Based on the data source of the DEGs or DE-lncRNAs, the R package “caret” was used to generate two datasets named “train” and “test”. Afterward, we used the WGCNA (module preservation) analysis to calculate the Z scores. The Z scores ranging from 2–10 exhibit low-to-moderate preservation and those >10 exhibit high preservation. It should be noted that, regardless of the protein-coding gene or lncRNA modules, the grey module contains protein-coding genes or lncRNAs that are not part of any module, while the gold module is produced through the preservation function during the statistical analysis. Therefore, the preservation analysis results do not show these two modules.

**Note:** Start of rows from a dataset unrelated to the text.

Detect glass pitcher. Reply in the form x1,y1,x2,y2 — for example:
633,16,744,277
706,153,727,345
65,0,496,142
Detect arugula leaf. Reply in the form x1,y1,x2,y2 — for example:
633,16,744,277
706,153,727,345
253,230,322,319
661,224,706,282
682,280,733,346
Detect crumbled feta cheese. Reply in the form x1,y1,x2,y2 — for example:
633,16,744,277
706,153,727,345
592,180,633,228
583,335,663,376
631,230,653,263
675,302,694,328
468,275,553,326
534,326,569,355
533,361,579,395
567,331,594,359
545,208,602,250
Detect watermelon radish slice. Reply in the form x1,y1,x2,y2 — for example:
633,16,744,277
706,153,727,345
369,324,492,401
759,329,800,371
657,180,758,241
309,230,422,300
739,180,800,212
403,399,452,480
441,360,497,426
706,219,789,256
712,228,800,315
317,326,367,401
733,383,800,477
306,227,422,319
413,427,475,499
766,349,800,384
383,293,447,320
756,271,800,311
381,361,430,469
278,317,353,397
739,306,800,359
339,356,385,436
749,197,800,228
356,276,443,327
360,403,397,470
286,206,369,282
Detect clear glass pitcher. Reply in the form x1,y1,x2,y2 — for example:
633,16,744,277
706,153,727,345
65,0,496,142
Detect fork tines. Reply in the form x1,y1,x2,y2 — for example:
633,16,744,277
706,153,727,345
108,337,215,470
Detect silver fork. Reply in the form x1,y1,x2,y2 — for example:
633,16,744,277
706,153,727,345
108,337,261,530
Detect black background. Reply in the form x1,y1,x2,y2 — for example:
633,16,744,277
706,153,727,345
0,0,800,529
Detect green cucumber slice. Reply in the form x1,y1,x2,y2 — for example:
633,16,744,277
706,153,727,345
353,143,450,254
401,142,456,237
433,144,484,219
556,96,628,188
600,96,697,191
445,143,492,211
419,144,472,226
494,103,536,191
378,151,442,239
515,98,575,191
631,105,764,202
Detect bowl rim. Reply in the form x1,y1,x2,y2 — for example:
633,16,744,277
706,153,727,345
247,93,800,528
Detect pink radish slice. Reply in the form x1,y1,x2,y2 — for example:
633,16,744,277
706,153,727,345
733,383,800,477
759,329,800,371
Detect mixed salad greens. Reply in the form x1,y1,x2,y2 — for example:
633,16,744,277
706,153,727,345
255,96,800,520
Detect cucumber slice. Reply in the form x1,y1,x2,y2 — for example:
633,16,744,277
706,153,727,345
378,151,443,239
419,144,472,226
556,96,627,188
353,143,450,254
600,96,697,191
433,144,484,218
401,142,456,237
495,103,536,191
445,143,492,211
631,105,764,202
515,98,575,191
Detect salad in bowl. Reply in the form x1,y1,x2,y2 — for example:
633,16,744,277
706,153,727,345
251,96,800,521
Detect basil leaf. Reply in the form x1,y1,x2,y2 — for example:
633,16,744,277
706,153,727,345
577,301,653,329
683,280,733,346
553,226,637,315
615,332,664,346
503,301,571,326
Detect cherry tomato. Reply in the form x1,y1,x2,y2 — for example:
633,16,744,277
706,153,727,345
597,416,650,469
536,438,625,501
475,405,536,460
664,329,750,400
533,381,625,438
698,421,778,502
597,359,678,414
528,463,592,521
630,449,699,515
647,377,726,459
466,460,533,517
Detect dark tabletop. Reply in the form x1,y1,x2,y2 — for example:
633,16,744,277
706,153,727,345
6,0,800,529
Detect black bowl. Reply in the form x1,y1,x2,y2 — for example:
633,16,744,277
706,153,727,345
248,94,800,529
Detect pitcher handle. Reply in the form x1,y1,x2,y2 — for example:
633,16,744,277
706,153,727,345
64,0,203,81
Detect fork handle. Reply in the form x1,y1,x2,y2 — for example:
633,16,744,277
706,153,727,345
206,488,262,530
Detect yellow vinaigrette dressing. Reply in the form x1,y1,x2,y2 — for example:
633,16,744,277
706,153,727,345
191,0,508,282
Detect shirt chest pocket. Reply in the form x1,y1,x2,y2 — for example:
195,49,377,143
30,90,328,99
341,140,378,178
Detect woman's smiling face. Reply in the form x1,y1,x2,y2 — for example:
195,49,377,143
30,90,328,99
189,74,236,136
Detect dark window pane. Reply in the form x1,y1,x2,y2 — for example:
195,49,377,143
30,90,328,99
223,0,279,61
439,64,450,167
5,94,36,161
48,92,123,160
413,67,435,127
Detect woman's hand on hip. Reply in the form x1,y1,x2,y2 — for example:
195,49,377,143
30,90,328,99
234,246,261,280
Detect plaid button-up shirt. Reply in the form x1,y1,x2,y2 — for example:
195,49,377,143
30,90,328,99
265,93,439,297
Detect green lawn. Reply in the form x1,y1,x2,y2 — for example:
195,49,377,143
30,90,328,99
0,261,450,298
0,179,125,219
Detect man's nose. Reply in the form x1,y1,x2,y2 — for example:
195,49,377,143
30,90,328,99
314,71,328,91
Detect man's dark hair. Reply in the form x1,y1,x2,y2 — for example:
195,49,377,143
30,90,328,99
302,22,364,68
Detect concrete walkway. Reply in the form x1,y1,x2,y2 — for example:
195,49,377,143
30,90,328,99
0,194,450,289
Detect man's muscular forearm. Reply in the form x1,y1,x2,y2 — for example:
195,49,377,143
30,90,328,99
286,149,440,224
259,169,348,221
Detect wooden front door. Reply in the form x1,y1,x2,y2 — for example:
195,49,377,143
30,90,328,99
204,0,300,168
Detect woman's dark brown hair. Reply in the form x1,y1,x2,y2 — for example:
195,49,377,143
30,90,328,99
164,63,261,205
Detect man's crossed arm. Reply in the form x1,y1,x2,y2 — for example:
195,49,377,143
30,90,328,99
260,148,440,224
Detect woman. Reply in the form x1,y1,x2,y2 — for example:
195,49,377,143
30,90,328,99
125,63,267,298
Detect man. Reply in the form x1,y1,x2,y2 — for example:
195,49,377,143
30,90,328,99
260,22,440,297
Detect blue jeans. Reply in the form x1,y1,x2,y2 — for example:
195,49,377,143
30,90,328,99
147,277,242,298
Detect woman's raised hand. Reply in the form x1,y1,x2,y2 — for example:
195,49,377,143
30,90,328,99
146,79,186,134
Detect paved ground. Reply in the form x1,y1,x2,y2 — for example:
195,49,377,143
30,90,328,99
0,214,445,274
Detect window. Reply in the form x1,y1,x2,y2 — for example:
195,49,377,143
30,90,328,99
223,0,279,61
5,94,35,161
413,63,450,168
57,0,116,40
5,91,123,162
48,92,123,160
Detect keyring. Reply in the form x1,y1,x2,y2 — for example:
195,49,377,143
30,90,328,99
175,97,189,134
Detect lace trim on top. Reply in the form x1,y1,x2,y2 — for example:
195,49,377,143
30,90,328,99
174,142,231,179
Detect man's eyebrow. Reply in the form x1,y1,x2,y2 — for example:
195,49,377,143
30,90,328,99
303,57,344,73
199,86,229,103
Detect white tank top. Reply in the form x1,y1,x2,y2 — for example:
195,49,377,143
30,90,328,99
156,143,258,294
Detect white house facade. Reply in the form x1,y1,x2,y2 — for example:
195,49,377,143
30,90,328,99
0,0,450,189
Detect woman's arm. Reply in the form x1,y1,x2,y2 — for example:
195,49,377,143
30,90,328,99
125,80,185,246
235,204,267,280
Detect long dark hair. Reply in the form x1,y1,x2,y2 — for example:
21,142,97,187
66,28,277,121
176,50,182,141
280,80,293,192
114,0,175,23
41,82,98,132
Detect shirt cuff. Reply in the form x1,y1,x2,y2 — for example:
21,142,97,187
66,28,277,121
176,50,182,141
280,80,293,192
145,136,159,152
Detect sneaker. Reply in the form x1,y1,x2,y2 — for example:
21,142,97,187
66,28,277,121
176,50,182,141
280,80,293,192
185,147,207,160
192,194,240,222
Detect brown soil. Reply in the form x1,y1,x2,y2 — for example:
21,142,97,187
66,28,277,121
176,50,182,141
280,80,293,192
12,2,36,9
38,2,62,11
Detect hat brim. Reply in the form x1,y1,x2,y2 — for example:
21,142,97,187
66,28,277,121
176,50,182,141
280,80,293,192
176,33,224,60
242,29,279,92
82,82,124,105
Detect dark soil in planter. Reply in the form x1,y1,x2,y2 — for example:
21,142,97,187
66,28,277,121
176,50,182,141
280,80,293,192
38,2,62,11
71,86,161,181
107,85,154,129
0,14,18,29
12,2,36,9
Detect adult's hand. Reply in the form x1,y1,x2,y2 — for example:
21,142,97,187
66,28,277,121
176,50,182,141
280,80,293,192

Modules related to the clinical parameters, and confirmed hub protein-coding genes and lncRNAs

The WGCNA utilizes ME to evaluate the possible connections between the gene modules and clinical traits. In this study, genetic significance (GS) and modular significance (MS) were used to calculate the modular expression patterns associated with the clinical characteristics of the samples. The GS of a gene was defined as the correlation coefficients for different clinical characteristics, and MS was defined as the average GS of all the genes in the module. This analysis was only applied to the protein-coding gene dataset but not to the lncRNA dataset due to the lack of the necessary information about the samples. The hub protein-coding genes were determined by calculating the module membership (MM) and MM P-value. The MM of a gene was defined as the correlation between ME and the gene expression profile. We defined genes as hub genes in the modules if they had a value of MM > 0.8 and MM P-value < 0.05. The same method was applied to identify the hub lncRNAs.

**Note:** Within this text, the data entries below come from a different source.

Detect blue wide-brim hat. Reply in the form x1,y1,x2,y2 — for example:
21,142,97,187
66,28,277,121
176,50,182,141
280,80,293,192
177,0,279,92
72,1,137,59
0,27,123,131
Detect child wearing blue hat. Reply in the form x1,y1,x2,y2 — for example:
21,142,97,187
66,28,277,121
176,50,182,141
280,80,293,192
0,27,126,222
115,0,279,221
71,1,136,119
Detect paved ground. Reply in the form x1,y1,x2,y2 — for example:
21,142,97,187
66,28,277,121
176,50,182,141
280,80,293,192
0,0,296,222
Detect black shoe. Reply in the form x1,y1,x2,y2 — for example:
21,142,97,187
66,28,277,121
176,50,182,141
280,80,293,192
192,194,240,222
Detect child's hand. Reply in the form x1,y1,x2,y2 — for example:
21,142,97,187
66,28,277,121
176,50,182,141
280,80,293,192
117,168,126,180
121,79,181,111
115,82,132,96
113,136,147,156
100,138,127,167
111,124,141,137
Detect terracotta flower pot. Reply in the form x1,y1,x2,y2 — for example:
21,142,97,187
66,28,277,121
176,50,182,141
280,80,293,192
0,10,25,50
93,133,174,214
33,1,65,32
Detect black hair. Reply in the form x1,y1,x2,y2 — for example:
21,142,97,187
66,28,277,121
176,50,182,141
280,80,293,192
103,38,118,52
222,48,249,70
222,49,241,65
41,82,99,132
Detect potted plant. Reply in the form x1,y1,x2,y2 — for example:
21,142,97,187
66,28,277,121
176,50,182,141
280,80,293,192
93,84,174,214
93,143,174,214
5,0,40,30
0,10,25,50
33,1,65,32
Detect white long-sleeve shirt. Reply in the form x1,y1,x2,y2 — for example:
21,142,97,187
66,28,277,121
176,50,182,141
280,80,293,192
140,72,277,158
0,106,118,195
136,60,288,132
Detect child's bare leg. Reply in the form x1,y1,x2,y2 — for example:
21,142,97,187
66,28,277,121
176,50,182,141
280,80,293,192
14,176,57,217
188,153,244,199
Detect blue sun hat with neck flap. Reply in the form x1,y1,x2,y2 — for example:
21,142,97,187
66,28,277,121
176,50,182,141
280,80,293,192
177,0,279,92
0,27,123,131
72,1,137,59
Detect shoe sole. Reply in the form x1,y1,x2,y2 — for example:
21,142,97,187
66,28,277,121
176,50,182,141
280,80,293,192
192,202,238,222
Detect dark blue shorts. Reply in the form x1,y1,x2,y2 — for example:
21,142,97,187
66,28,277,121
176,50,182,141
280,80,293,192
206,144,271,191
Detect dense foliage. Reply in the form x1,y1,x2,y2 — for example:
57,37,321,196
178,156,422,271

Functional annotation of the modules and identification of the hub genes

To explore the functions and pathways related to the hub genes and lncRNAs, we performed the gene ontology (GO) terms and Kyoto Encyclopedia of Genes and Genomes (KEGG) pathways analyses by using the DAVID bioinformatics tool (version 6.8, https://david.nciferf.gov/home.jsp). The threshold was set as P-value < 0.05. The DEGs were considered as hub genes if they were extracted from the GO functions or KEGG pathways.

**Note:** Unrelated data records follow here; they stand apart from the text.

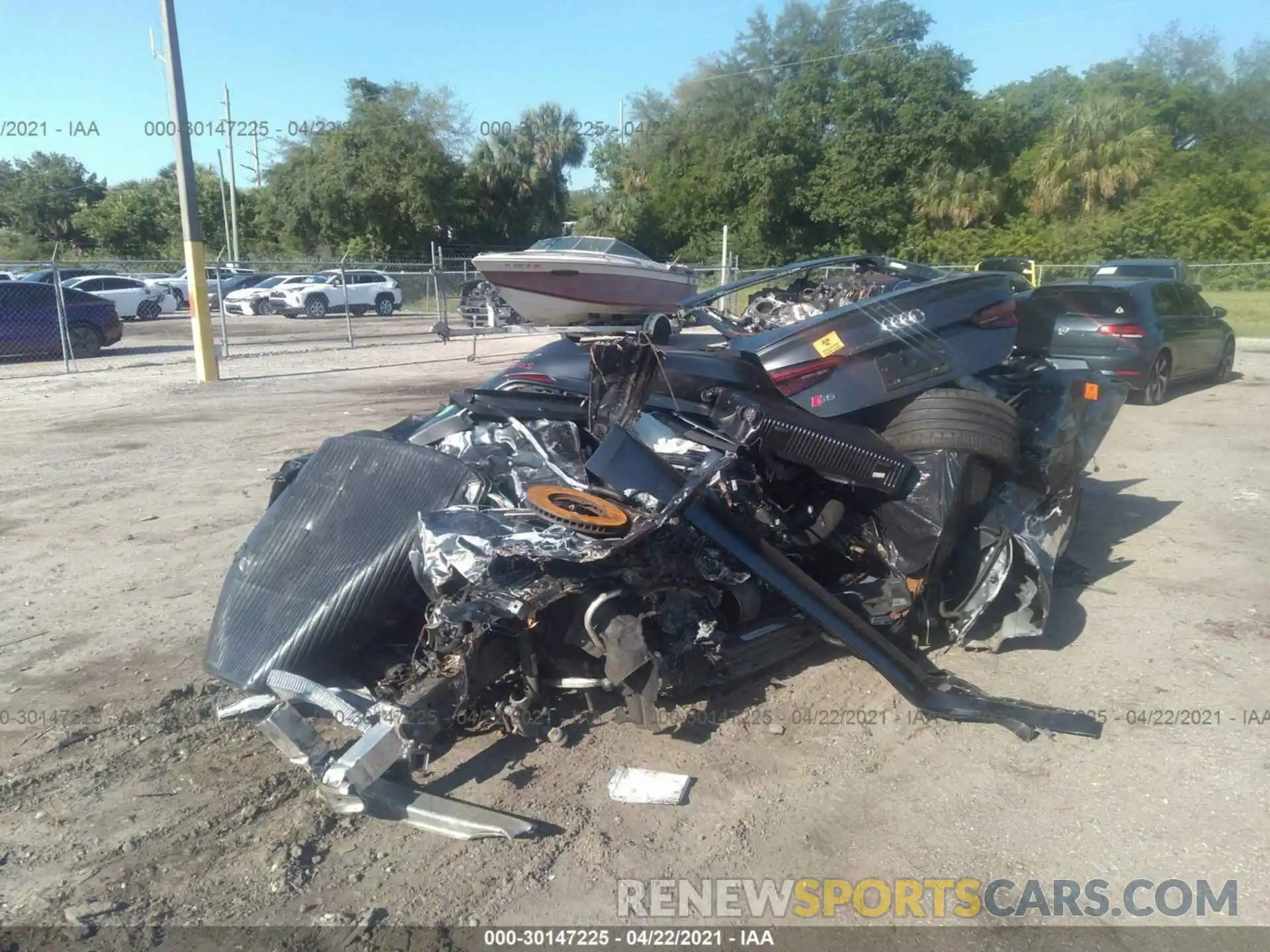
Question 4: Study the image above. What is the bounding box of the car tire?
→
[1134,350,1173,406]
[305,294,330,319]
[1213,338,1234,383]
[881,387,1020,471]
[66,324,102,359]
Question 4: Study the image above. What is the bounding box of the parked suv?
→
[146,264,255,307]
[0,280,123,357]
[1093,258,1203,291]
[269,270,402,317]
[1017,277,1234,405]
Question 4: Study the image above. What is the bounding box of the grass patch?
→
[1203,291,1270,338]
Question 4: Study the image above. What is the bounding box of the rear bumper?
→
[1054,348,1151,389]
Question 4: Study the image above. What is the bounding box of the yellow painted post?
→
[185,241,221,383]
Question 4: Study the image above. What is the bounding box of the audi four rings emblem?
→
[881,307,926,331]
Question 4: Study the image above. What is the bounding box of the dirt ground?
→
[0,339,1270,926]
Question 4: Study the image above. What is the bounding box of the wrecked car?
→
[204,255,1126,836]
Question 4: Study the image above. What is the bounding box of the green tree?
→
[0,152,105,249]
[468,103,587,244]
[261,79,471,255]
[1031,95,1160,216]
[913,165,1002,229]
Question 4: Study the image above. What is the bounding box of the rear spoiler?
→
[677,255,944,311]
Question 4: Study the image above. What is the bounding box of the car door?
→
[95,278,142,317]
[1177,284,1226,373]
[1151,280,1195,377]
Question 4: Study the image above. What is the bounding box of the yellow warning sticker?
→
[812,330,846,357]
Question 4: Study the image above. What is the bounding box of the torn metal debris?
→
[206,255,1126,836]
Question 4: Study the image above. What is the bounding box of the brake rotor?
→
[525,486,630,538]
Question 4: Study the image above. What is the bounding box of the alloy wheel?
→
[1147,354,1168,406]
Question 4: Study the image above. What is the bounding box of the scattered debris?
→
[62,900,128,926]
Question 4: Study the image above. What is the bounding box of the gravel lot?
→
[0,340,1270,927]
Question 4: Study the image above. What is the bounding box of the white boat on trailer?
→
[472,235,697,327]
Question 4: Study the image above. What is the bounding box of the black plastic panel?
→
[203,434,482,690]
[710,389,913,495]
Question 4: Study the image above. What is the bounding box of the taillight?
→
[970,297,1019,330]
[769,357,841,396]
[1099,324,1147,338]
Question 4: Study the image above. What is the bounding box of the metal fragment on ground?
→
[216,694,278,721]
[257,703,330,768]
[609,767,692,806]
[321,721,405,793]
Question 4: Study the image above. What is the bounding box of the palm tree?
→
[1031,95,1160,214]
[471,103,587,233]
[912,164,1001,229]
[513,103,587,216]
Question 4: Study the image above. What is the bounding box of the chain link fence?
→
[0,258,1270,377]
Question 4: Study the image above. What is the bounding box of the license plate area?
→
[874,340,949,389]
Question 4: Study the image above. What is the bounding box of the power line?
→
[679,0,1146,87]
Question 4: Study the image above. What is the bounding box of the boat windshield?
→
[530,235,652,262]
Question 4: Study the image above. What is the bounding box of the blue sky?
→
[0,0,1270,185]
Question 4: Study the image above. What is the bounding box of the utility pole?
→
[159,0,221,383]
[216,149,230,255]
[225,84,239,264]
[251,124,261,188]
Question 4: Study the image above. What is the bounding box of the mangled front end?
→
[206,345,1124,836]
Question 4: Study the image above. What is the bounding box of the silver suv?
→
[269,270,402,317]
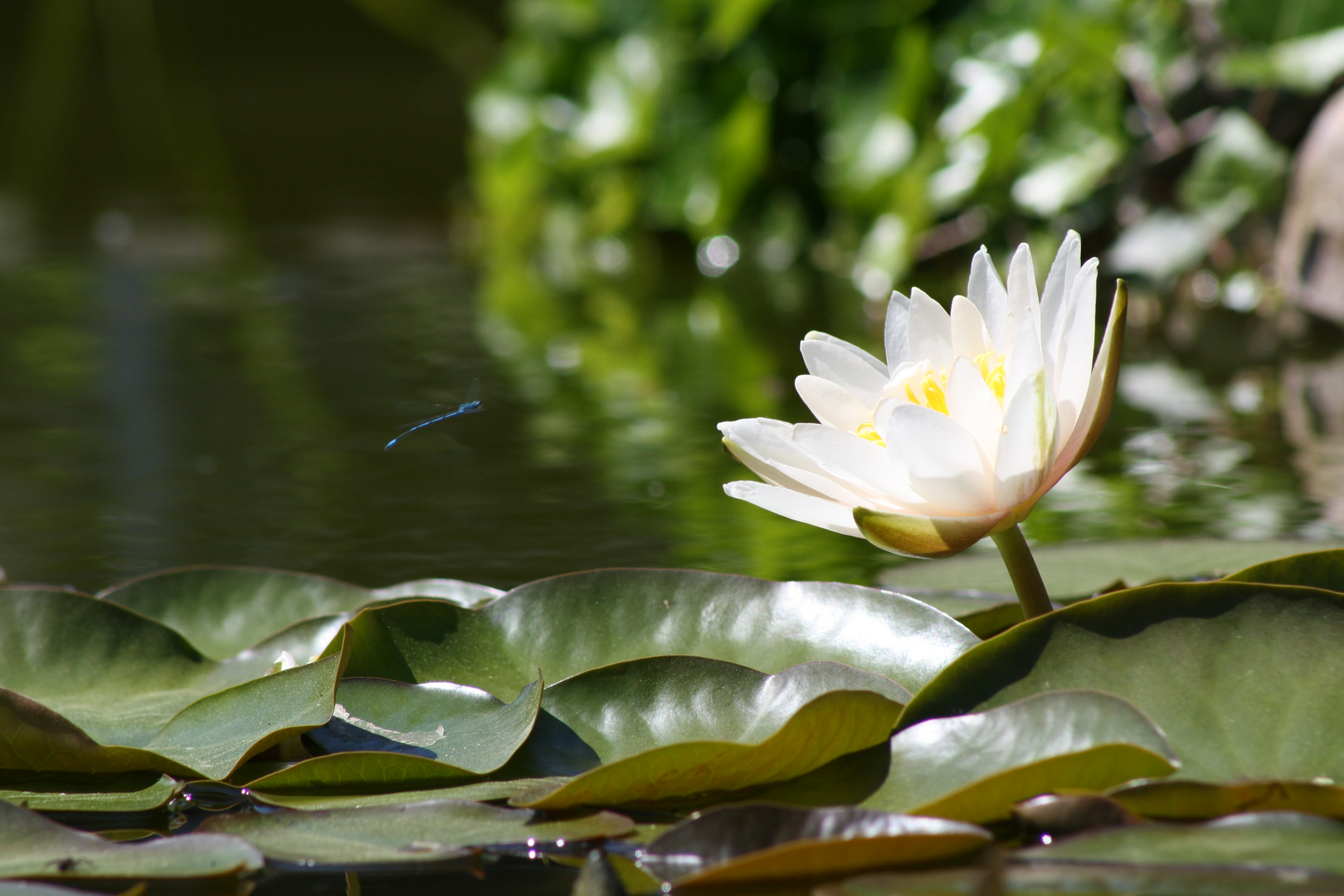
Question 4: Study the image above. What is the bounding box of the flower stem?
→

Construction of the lncRNA-miRNA-mRNA ceRNA network and survival analysis

For validation, RNA and miRNA sequencing data and clinical information were obtained from the TCGA database (https://cancergenome.nih.gov/). The differentially expressed mRNAs, lncRNAs, and miRNAs between the TNBC and normal mammary tissues were analyzed by edgeR package in R language. A gene was defined as differentially expressed (DE) when the P-value was <0.05 and the fold change (FC) was ≥2-fold higher or lower (|log FC| > 1). The construction of the ceRNA network included three steps: (1) Co-expression analysis of the hub protein-coding genes (associated with Ki-67%) and lncRNAs in the turquoise module (more lncRNAs); (2) The putative mRNA targets of the miRNAs were predicted by using DIANA-microT-CDs (http://diana.imis.athena-innovation.gr/), and only the miRNAs predicted to bind to four genes were retained; (3) We used DIANA-LncBase v2 (http://diana.imis.athena-innovation.gr/) to predict the putative lncRNA targets of the miRNAs obtained in step (2). The intersection of the predicted lncRNA targets and those obtained in step (1) were used for further analyses. The lncRNA-miRNA-mRNA ceRNA network was established and visualized by using Cytoscape v3.034.

Overall survival time was evaluated via Kaplan-Meier analysis by using GraphPad Prism 7.0 (GraphPad Software, Inc., La Jolla, CA, USA). The log-rank test was used.